Before Naiche could answer, Free halted the soldiers again and pointed up at the mountain where Naiche and the others were in hiding.
“He tells the bluecoats we are here,” Naiche said. “He is warning them.”
“What will we do?” Nana asked. “How can we lay a trap for the soldiers if Free is telling them where we are?”
Naiche found he was facing a new problem. Not only were four strange men with warrior-like instincts entering the Dragoons from another direction, killing and desecrating the bodies of his warriors, but now the dreaded Apache hunter, Mickey Free, was leading a large force of bluecoats toward their village from the north.
“We are surrounded by enemies,” Juh observed. “The other white-eyes are approaching, and we can find no way to stop them or surprise them with an attack. Now this curious man with long red hair comes, bringing many soldiers, and he seems to know where we are, that we are watching him.”
Juh had voiced Naiche's concerns only too well. The four men were only a nuisance because of their small number, but with Mickey Free leading so many soldiers into the Dragoon's higher elevations, it spelled trouble.
“We must move our camp again very soon,” Nana said.
Naiche knew Nana had many winters of wisdom. It would be unwise to ignore his council. “Yes, but before we do we will kill the four whites who cut out the eyes of our warriors and take their scalps.”
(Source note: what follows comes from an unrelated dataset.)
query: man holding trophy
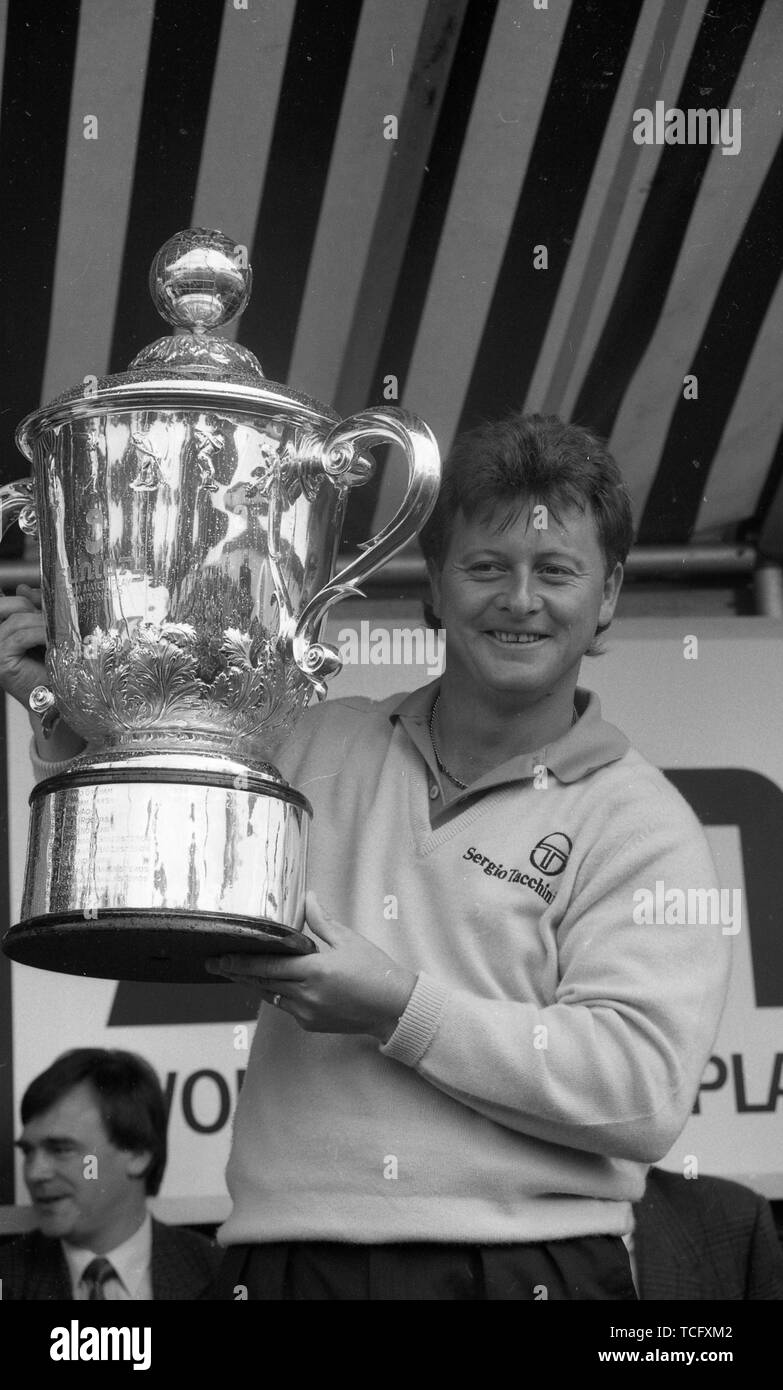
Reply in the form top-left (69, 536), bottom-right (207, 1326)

“We must find them first,” Juh warned. “Some of our best trackers have been unable to pick up their sign. These four are very clever. They strike, then disappear into the forest like shadow-spirits.”
Nana's and Juh's doubts would spread like a sickness through his younger warriors unless Naiche did something to stop it, and it had to be done soon. “We ride back to camp and pick the best fighters among us, those with battle experience. Then we look for the four white-eyes while the women and younger warriors take down our camp. We will move south, closer to the big river and Mexico.”
“Why do we go south?” Juh asked. “There, the mountains have no trees, and water is scarce.”
“Cochise told me the bluecoats cannot cross the big river into Mexico. Their strange laws make a river into a wall. If the soldiers come close we will escape to Mexico and look for the camp of Geronimo.”
“His wise ways will help us,” Nana agreed. “He may know of a way to kill this Apache hunter, Mickey Free. Geronimo is able to hide from anyone.”
Naiche inched backward on the stone slab, signaling for the others to do the same. Down below, Mickey Free was talking to the leader of the bluecoats. For now, the soldiers were not climbing higher or moving at all.
Naiche hurried to his horse and, using a fistful of mane, he swung over the bay's back. “Be careful where you leave the print of a horse on our return to camp,” he cautioned. “Free will come here to look for our tracks.”
Silently, riding from rock slab to gravel beds in low dry washes, Naiche led his men away from the soldier columns and the Apache hunter. His spirit taunted him while they rode off, for it whispered that a brave war chief would not run and hide from someone like Mickey Free, or the four white-eyes who were coming into the Dragoons.
This called for an all-out attack on the four whites, to rid Naiche and his band of their trickery. Only then could they make plans to ambush the soldiers and kill the red-haired scout who led them.
Naiche wondered about Free. Could a white man, even one who had been a prisoner of the Apaches for ten winters, have learned all their battle secrets? Their hiding places?
It was not possible. Naiche intended to prove it.
As they rode back toward their camp, Naiche's mind was full of plans, things he would have to do. First he would get his women and children safe by moving the camp south. Then he would have to do something about the four white-eyes who were causing them so much trouble. Then there was the problem of what was to be done with Cuchillo. His repeated failures had made Naiche's leadership seem bad.
The Indian leader shook his head to clear it of the ideas buzzing inside. Battle to the death was far easier than the responsibility of being chief to his people.